Thirty days hath September, April, June, and November. All the rest have thirty-one, excepting February alone, and that has twenty-eight days clear, and twenty-nine in each leap year.
Angelkeep remembered learning a jingle something to that effect while being educated at Lancaster Central School. Teachers never taught beyond sing-song knowledge.
Today is the seventh Leap Year for Angelkeep. The house and pond started in 1999, habituated in 2000, the first Leap Year. Back in 1900, the year fell in the four year rotation, but was not a Leap Year. This writer will not see it, but year 2100, also a four year rotation date, will not, repeat, not, be Leap Year. Why? Lancaster math never taught this kind of stuff.
The year must be divisible by 4 evenly, and not divisible by 100 or 400.
1900 ÷ 400 = 4.75 thus not Leap Year.
2000 ÷ 400 = 5 = an even number = Leap Year.
2100 ÷ 400 = fractional 5.25 = no Leap Year.
Got it! After 75 years, Angelkeep’s got it.
Who do we blame for this confusion? Julius Caesar arranged it in BC 45. No wonder Brutus stabbed him. Pope Gregory XIII, “improved” Ceasar’s calendar in 1582 and adjusting for the annual eleven minutes each year, began borrowing from the future. The Pope’s solution was a “divide by 400” rule. The Pope adjusted 1582, and ordered October 5 to become October 15.
Angelkeep wonders what Protestants thought about that. Amish, set in their old ways? Atheists?
It proved horrendous for anyone born between October 6 and the 14th, 1582. The days simply didn’t exist.
Angelkeep was just getting over the struggle to understand 12th Night. It had nothing to do with the drum corps of the chosen twelve at all.
Do the critters of Angelkeep observe Leap Year? Instead of red winged blackbirds strutting feathers to choose a mate, will brown females fluff dingy colors to grab themselves their choice of lover? Do the does go running through the forest on Leap Year looking for a buck? Are Leap Day does more industrious than a human deer hunter looking for the ten-tined-kind?
In 1904, do the math, a Leap Year in Indiana, Bluffton noted a distinct reduction of marriage applications from the previous year. By Christmas the girls, who had the right to do the proposing, left the county with a deficiency of 78 due to what, shyness? It was nearly a 30 percent drop in weddings. Think of the tax burden for that next generation with reduced taxpayers. Was the Pope to blame in 1904? Doubtful.
Blame the British again. One if by land, two if by sea, once cometh Leap Year, set the ladies free.
The parliamentary record of 1228 literally reads, “Ordonit that during ye reign of her maist blessed Majestie, ilka maiden, lade of baith high and lowe estait, shale hae libertie to speak ye man she likes.
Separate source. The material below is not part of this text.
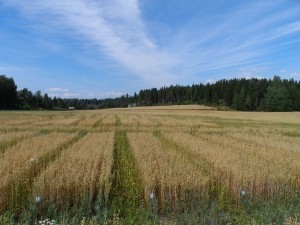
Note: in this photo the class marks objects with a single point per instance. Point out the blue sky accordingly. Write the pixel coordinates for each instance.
(106, 48)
Gif he refuses to tak her to bee his wyf, he shale bee mulet in ye sum of ane hundridty pundes, or less, as his estait may bee, except an always gif he can make it appeare that he is betrothit to another woman, then he shale be free.”
Angelkeep offers any man or beast a hiding place should he be accosted on Leap Day by hordes of unwed womenfolk desiring a change of marital tax status. Of course by saving such a man the cost of getting out of the proffered proposal, a sum of an hundred pundes, Angelkeep will require the payment of half a hundered pundes for providing the escape route.
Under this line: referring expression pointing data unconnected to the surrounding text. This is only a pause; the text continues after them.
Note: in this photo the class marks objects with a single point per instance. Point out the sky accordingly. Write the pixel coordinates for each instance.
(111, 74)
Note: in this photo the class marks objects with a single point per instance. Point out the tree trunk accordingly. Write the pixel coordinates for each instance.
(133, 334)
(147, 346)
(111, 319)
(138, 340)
One can’t have too many pundes these days with inflation skyrocketing, gas prices rising, pizza soaring, and deer corn kernels so costly.
Bluffton’s newspaper deduced the reason few 1892 Leap Year parties were taking place fell due to girls trying to square accounts by boycotting young men for being stingy with money during the preceding three years.
Indiana Supreme Court in 1883 decreed “the added day of leap year and the day immediately preceding, if they shall occur in any period so to be computed, shall be reckoned together as one day.”
So by Indiana law, Happy Wednesday/Thursday Leap Day.
Mr. Daugherty is a Wells County resident who, along with his wife Gwen, enjoy their backyard and have named it “Angelkeep.”